Alethea flushed. “I know ye air sot agin Reuben, but I’d believe his word agin enny other critter’s in the mountings.”
“Set a heap o’ store on him, don’t ye?” said Mrs. Sayles, sarcastically. “An’ when he kem a-courtin’ ye, an’ ’peared crazy ’bout’n ye, an’ ye an’ him war promised ter marry, ye couldn’t quit jowin’ at him fur one minit. Ye plumb beset him ter do like ye thought war right,—ez ef he hed no mo’ conscience o’ his own ’n that pullet thar, an’ hedn’t never hearn on salvation. An’ ye’d beg an’ beg him ter quit consortin’ with the moonshiners; an’ a-drinkin’ o’ apple-jack an’ sech; an’ a-rollickin’ round the kentry; an’ layin’ folkses fences down on the groun’; an’ liftin’ thar gates off’n the hinges; an’ ketchin’ thar geese, an’ pickin’ ’em, an’ scatterin’ thar feathers in the wind, an’ sendin’ ’em squawkin’ home; an’ a-playin’ kyerds; an’ a-whoopin’, an’ ridin’, an’ racin’. An’ ye war always a-preachin’ at him, an’ tryin’ ter straighten him out, an’ make him suthin’ he war never born ter be.”
Her pipe was smoked out. She drew from her pocket a fragment of tobacco leaf, which was apparently not sufficiently cured for satisfactory smoking, for she laid it on the hot ashes on the hearth and watched it as it dried, her meditative eyes shaded by her pink calico sun-bonnet.
“Naw, sir!” she continued, as she crumpled the bit of leaf with her fingers and crowded it into the bowl of her pipe, “I hev never liked Mink. I ain’t denyin’ it, nuther. I ain’t gamesome enough ter git tuk up with sech ways ez his’n. Mighty few folks air! But I could see reason in the critter when he ’lowed one day, right hyar by this very chimbly-place,—he sez, sez he, ‘Lethe, ye don’t like nuthin’ I do or say, an’ I’m durned ef I kin see how ye like me!’”
Alethea’s serious, lustrous eyes, looking in at the window, saw not the uncouth interior of her home,—no! As in a vision, irradiated by some enchantment, she beheld the glamours of the idyllic past, fluctuating, waning.
Even to herself it sometimes seemed that she might have been content more lightly.
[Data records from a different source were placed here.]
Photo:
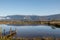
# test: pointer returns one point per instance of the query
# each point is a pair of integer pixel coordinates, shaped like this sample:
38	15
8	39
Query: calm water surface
33	31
Her imbuement with those practical ideas of right and wrong, the religion of deeds rather than the futilely pious fervors of the ignorant mountaineers in which creed and act were often widely at variance, was as mysterious an endowment as the polarity of the loadstone. She was not introspective, however; she never even wondered that she should speak openly, without fear or favor, as she felt impelled. Had she lived in an age when every inward monition was esteemed the voice of the Lord, she might have fancied that she was called to warn the world of the errors of its ways. Her sedulous conscience, the austere gravity of her spirit, her courage, her steadfastness, her fine intelligence, even her obdurate self-will, might all have had assertive values in those long bygone days. As an historic woman, she might have founded an order, or juggled with state-craft, or perished a martyr, or rode, enthusiast, in the ranks of battle. By centuries belated in Wild-Cat Hollow, she was known as a “perverted, cross-grained gal” and “a meddlin’ body,” and the “widder Jessup” had much sympathy for having in a misguided moment married Alethea’s father. Sometimes the Hollow, distorted though its conscience was, experienced a sort of affright to recognize its misdeeds in her curt phrase. It could only ask in retort who set her up to judge of her elders, and regain its wonted self-complacency as best it might. Even her own ascetic rectitude lacked some quality to commend it.
“I can’t find no regular fault with Lethe,” her step-mother was wont to say, “’ceptin’ she’s jes’—Lethe.”
Mrs. Sayles’s voice, pursuing the subject, recalled the girl’s attention:—
“An’ ye tired his patience out,—the critter hed mo’ ’n I gin him credit fur,—an’ druv him off at last through wantin’ him ter be otherwise. An’ now folks ’low ez him an’ Elviry Crosby air a-goin’ ter marry. I’ll be bound she don’t harry him none ’bout’n his ways, ’kase her mother tole me ez she air mighty nigh a idjit ’bout’n him, an’ hev turned off Peter Rood, who she hed promised ter marry, though the weddin’ day hed been set, an’ Pete air wuth forty sech ez Mink.”